= Loki 7 bombings =

Roger Charles Bell is a Canadian former secondary school teacher and convicted criminal from Prince Edward Island. Born in Murray River in 1944, Bell is a graduate of University of Western Ontario and taught high school chemistry at several schools in eastern Prince Edward Island.

==Criminal conviction==
Bell was arrested in 1997 and charged in connection with a series of pipe bomb explosions in Charlottetown, Prince Edward Island, and Halifax, Nova Scotia, dating from 1988 to 1996. During this time, a series of communications to media and law enforcement officials claimed that the bombings were undertaken by a group calling itself "Loki 7". Bell was convicted in 1997 by Chief Justice Armand DesRoches on charges of exploding four pipe bombs over a period of eight years and was given a nine-year sentence which he served at the Springhill Institution in Nova Scotia.

==Bombings==
A pipe bomb exploded outside the Sir Louis Henry Davies Law Courts in Charlottetown in October 1988. The bomb was obscured in a flower bed and exploded at 0600, causing no structural damage, although windows were broken and damage was sustained to the law library.

After a 6-year lull, a pipe bomb planted in a trash can in Halifax's Point Pleasant Park was discovered in 1994. Law enforcement were alerted and the bomb was defused with no damage being reported.

On April 20, 1995, one day after the Oklahoma City bombing attack, a powerful pipe bomb that was planted under a wood-framed wheelchair ramp on the north side of Province House in Charlottetown exploded in the mid-morning hours. The explosion occurred several minutes after a class of school children had passed through the area. Over 20 windows were damaged on the building and shrapnel and debris was thrown around the area. One injury was reported by an individual sitting on a nearby park bench who received a broken ankle and severed blood vessels from the shrapnel and the shockwave. After this explosion, police and media (ATV News) received the first communiqué from "Loki 7".
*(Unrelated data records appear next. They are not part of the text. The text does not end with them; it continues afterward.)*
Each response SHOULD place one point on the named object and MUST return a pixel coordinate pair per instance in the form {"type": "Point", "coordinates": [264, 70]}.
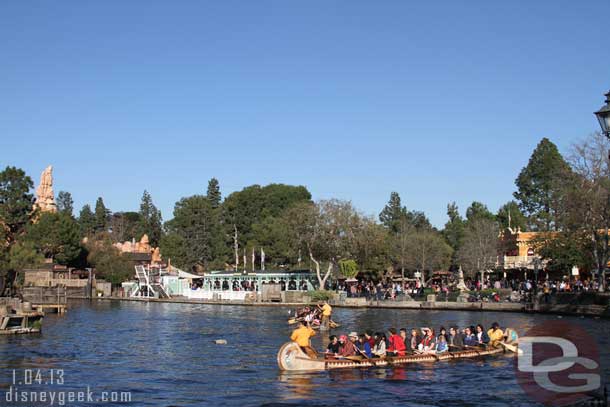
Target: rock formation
{"type": "Point", "coordinates": [45, 200]}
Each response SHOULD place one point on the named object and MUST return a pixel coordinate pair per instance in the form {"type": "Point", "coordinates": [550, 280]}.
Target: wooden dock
{"type": "Point", "coordinates": [47, 299]}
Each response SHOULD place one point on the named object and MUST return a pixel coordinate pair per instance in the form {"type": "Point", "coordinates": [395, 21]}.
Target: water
{"type": "Point", "coordinates": [164, 355]}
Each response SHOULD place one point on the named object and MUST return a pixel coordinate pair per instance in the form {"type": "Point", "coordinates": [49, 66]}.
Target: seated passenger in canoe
{"type": "Point", "coordinates": [333, 346]}
{"type": "Point", "coordinates": [495, 335]}
{"type": "Point", "coordinates": [302, 336]}
{"type": "Point", "coordinates": [413, 341]}
{"type": "Point", "coordinates": [346, 347]}
{"type": "Point", "coordinates": [379, 350]}
{"type": "Point", "coordinates": [364, 347]}
{"type": "Point", "coordinates": [456, 340]}
{"type": "Point", "coordinates": [428, 343]}
{"type": "Point", "coordinates": [482, 336]}
{"type": "Point", "coordinates": [396, 344]}
{"type": "Point", "coordinates": [441, 344]}
{"type": "Point", "coordinates": [470, 339]}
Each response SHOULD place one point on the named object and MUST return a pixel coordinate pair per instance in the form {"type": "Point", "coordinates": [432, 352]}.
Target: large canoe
{"type": "Point", "coordinates": [292, 358]}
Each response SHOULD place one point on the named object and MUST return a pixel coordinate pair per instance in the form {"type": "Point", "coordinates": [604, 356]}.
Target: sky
{"type": "Point", "coordinates": [440, 101]}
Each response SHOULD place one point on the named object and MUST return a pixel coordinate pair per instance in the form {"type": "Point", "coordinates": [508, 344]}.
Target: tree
{"type": "Point", "coordinates": [196, 223]}
{"type": "Point", "coordinates": [65, 204]}
{"type": "Point", "coordinates": [15, 202]}
{"type": "Point", "coordinates": [454, 231]}
{"type": "Point", "coordinates": [150, 220]}
{"type": "Point", "coordinates": [477, 210]}
{"type": "Point", "coordinates": [510, 215]}
{"type": "Point", "coordinates": [537, 185]}
{"type": "Point", "coordinates": [56, 236]}
{"type": "Point", "coordinates": [254, 204]}
{"type": "Point", "coordinates": [427, 252]}
{"type": "Point", "coordinates": [108, 261]}
{"type": "Point", "coordinates": [86, 221]}
{"type": "Point", "coordinates": [348, 268]}
{"type": "Point", "coordinates": [125, 226]}
{"type": "Point", "coordinates": [393, 213]}
{"type": "Point", "coordinates": [480, 246]}
{"type": "Point", "coordinates": [101, 216]}
{"type": "Point", "coordinates": [213, 193]}
{"type": "Point", "coordinates": [584, 202]}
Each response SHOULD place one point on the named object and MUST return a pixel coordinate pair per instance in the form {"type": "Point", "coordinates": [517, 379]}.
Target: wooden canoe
{"type": "Point", "coordinates": [292, 358]}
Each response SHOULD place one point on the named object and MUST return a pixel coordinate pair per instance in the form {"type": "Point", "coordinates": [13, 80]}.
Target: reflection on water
{"type": "Point", "coordinates": [164, 355]}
On June 25, 1996, the Prince Edward Island station of the Canadian Broadcasting Corporation (CBC) received a warning from "Loki 7" about a bomb located at a nearby propane terminal. Law enforcement evacuated the surrounding area and discovered the device affixed to a large above-ground propane storage tank. Several empty garbage trucks were placed around the tank to shield potential blast effects and police bomb squads removed the device using a water cannon. It exploded but did not cause any damage to the propane terminal or other equipment.

==Investigation==
Law enforcement had no leads following the 1988 and 1994 bombings, although the 1988 case had received much speculation from local residents who thought it might be linked to organized crime. It was not until after the 1995 bombing at Province House that all three were linked together.

==Communiqués==
Communications from "Loki 7" were taken seriously, but with suspicion, since most of the information could have been gleaned from media reports. Police were also puzzled by how long it took the bomber or bombers to claim credit for each action.

The name Loki 7 was also a source of consternation. Police knew that Loki was the Norse god of mischief. As with previous correspondence from "Loki 7", the swastika-emblazoned missive ended with the declaration "Heil, Thor."
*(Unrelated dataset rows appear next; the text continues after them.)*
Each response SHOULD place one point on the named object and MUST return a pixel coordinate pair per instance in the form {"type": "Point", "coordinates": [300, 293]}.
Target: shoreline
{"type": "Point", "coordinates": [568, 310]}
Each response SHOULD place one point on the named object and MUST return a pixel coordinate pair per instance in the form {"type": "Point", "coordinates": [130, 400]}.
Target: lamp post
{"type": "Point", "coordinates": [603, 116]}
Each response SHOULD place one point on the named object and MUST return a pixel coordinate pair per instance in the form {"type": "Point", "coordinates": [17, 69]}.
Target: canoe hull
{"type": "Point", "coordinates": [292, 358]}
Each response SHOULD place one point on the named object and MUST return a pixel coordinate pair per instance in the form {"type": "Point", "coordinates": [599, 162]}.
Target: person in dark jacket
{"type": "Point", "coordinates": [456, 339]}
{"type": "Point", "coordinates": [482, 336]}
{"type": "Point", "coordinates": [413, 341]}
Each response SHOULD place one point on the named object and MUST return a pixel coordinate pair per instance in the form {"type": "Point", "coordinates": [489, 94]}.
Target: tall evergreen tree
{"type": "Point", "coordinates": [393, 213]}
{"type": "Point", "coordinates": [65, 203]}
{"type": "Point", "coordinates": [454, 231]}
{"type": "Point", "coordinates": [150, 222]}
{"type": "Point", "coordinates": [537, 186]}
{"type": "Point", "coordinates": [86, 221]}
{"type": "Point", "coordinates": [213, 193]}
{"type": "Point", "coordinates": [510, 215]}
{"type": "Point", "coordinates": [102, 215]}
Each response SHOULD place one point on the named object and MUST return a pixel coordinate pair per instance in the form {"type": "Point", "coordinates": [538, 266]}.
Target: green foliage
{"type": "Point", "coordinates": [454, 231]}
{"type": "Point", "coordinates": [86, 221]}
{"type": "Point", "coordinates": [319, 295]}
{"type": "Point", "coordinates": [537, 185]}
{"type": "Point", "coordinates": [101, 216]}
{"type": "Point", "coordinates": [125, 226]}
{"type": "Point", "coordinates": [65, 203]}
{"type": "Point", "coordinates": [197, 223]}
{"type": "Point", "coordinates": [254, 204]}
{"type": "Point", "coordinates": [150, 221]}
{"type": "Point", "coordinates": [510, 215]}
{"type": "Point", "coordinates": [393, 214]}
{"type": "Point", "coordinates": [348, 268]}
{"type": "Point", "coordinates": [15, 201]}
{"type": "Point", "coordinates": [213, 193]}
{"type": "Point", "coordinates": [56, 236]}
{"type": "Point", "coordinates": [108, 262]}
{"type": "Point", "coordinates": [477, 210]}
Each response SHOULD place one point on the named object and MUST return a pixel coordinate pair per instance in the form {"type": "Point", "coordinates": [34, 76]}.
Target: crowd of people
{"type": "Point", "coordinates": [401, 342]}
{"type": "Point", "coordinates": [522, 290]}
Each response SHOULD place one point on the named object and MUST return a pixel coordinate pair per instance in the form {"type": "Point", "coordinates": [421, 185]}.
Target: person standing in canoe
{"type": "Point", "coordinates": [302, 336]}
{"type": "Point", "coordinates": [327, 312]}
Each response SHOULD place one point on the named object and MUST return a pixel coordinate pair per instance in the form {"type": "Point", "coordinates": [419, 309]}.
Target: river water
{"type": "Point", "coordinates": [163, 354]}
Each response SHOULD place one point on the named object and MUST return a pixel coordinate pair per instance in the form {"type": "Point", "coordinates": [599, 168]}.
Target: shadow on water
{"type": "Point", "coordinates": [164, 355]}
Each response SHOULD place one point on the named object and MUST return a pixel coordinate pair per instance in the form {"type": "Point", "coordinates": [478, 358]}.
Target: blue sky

Given the odd nature of the letters it was considered by some investigators to be a prank, rather than actual contact from the bombers. This changed after the 1996 bombing when a letter from "Loki 7" described precisely where to find a bomb that had been left at the propane terminal.

Each letter contained references to "venal injustice officials" and "crypto-Zionist producers" but revealed little about potential motives. Despite some of the neo-Nazi rhetoric, police were not led to believe that "Loki 7" represented a white supremacist group.

The Charlottetown Police Department, along with major crime investigators and criminal profilers with the Royal Canadian Mounted Police (RCMP), assembled a task force to solve the case. Prior to the 1996 propane terminal bombing, Charlottetown Police had 3 investigators working on the file and this was increased to 6 personnel with an unconfirmed number from the RCMP.

Roger Bell had gained the interest of Charlottetown Police following the 1988 bombing, but he had been one of many at the time and given the 6-year lull (7 on Prince Edward Island) in activity, he received less interest over time. Less than one month after the 1996 bombing, the joint task force had narrowed the field of suspects which again included Bell. He was placed under 24-hour surveillance that August and arrested that fall.

Bell pleaded guilty and was convicted the following year and sentenced to nine years in a federal penitentiary. He was released for parole in 2006.

==Motive==
When Bell was caught, he did not reveal his motives until a 2002 appearance before the National Parole Board, when Bell said, "I think my mission was simply revenge at society."